Heatmaps, Treemaps, Streamgraphs, and Alluvials Homework

Author

Ryan Seabold

Heatmaps, Treemaps, Streamgraphs, and Alluvials

Set the working directory

setwd("C:/Users/Ryan/OneDrive/School/DATA 110/Homework/Heatmaps Homework")

Load the libraries

library(tidyverse)
── Attaching core tidyverse packages ──────────────────────── tidyverse 2.0.0 ──
✔ dplyr     1.1.4     ✔ readr     2.1.5
✔ forcats   1.0.0     ✔ stringr   1.5.1
✔ ggplot2   3.5.1     ✔ tibble    3.2.1
✔ lubridate 1.9.3     ✔ tidyr     1.3.1
✔ purrr     1.0.2     
── Conflicts ────────────────────────────────────────── tidyverse_conflicts() ──
✖ dplyr::filter() masks stats::filter()
✖ dplyr::lag()    masks stats::lag()
ℹ Use the conflicted package (<http://conflicted.r-lib.org/>) to force all conflicts to become errors
library(nycflights23)

data <- flights

Prepare the data using dplyr

airport_delays <- flights |>
  group_by(origin)|>
  summarise(mean_dep_delay = mean(dep_delay, na.rm = TRUE),
            mean_arr_delay = mean(arr_delay, na.rm = TRUE))
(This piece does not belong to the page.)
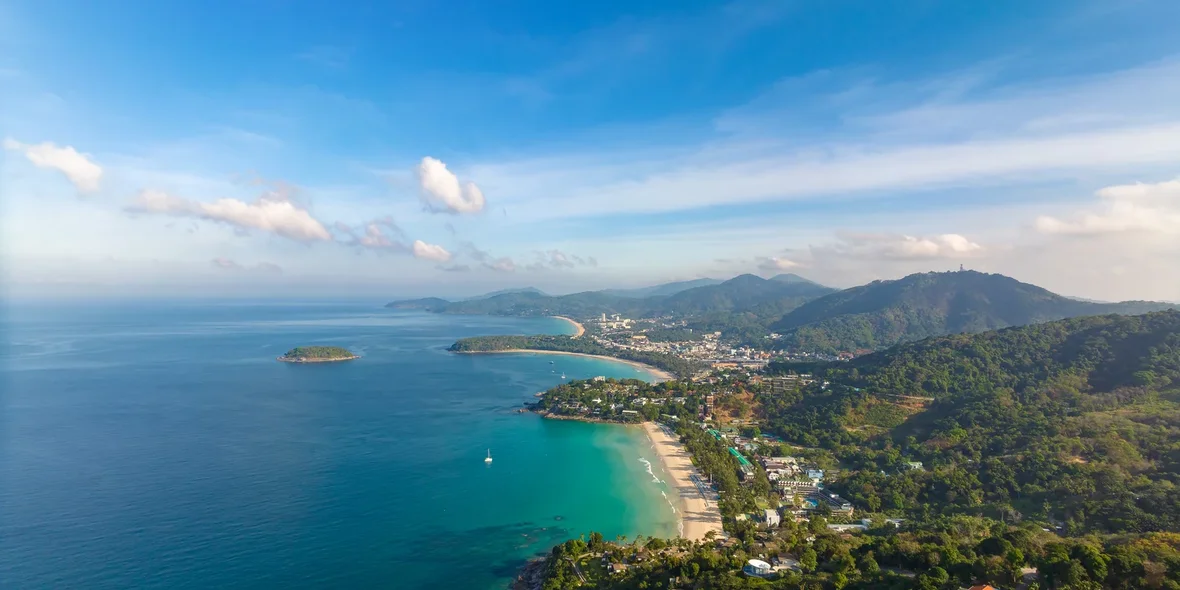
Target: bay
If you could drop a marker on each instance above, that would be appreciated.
(155, 445)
# Covert to a longer dataset
airport_delays_long <- airport_delays |>
  pivot_longer(cols = c(mean_dep_delay, mean_arr_delay), 
               names_to = "delay_type", 
               values_to = "mean_delay")

Create a visualization of the average delay times for each airport

# Create a bar graph
ggplot(airport_delays_long, aes(x = origin, y = mean_delay, fill = delay_type)) +
  geom_bar(stat = "identity", position = "dodge") +
  scale_fill_manual(values = c("mean_arr_delay" = "red", "mean_dep_delay" = "blue"),
                    labels = c("Arrival Delay", "Departure Delay")) +
  labs(title = "Average Departure and Arrival Delays by Airport",
       x = "Airport",
       y = "Average Delay (minutes)",
       fill = "Delay Type",
       caption = "Data source: nycflights13")

Analysis paragraph

This bar graph describes the average times of departure and arrival delay for each of the three airports. I chose to use a bar graph to plot this data because it is an excellent method for comparing multiple variables of multiple objects on the same scale.
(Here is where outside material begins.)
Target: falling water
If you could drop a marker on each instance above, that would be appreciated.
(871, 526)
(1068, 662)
As you can see, in 2023, the average arrival delays were significantly lower than the average departure delays. Interestingly, while the EWR and JFK delay times were very similar, the LGA delay times were significantly shorter for both arrivals and departures.

Upon further research, I learned that these numbers do not correlate with the numbers of aircraft movements or passengers served. In 2022, EWR had 401,422 arrivals or departures, JFK 449,223, and LGA 349,298. Additionally, EWR served 43.4 million passengers, JFK 5.2 million, and LGA 32.4 million. Despite these large differences in movements and passenger numbers, JFK and EWR share very similar average delay times. LGA is lower in both passenger and aircraft movement amounts, as well as average delay times, but the average delays are far lower than they should be if they were in proportion to its passenger and aircraft movement numbers.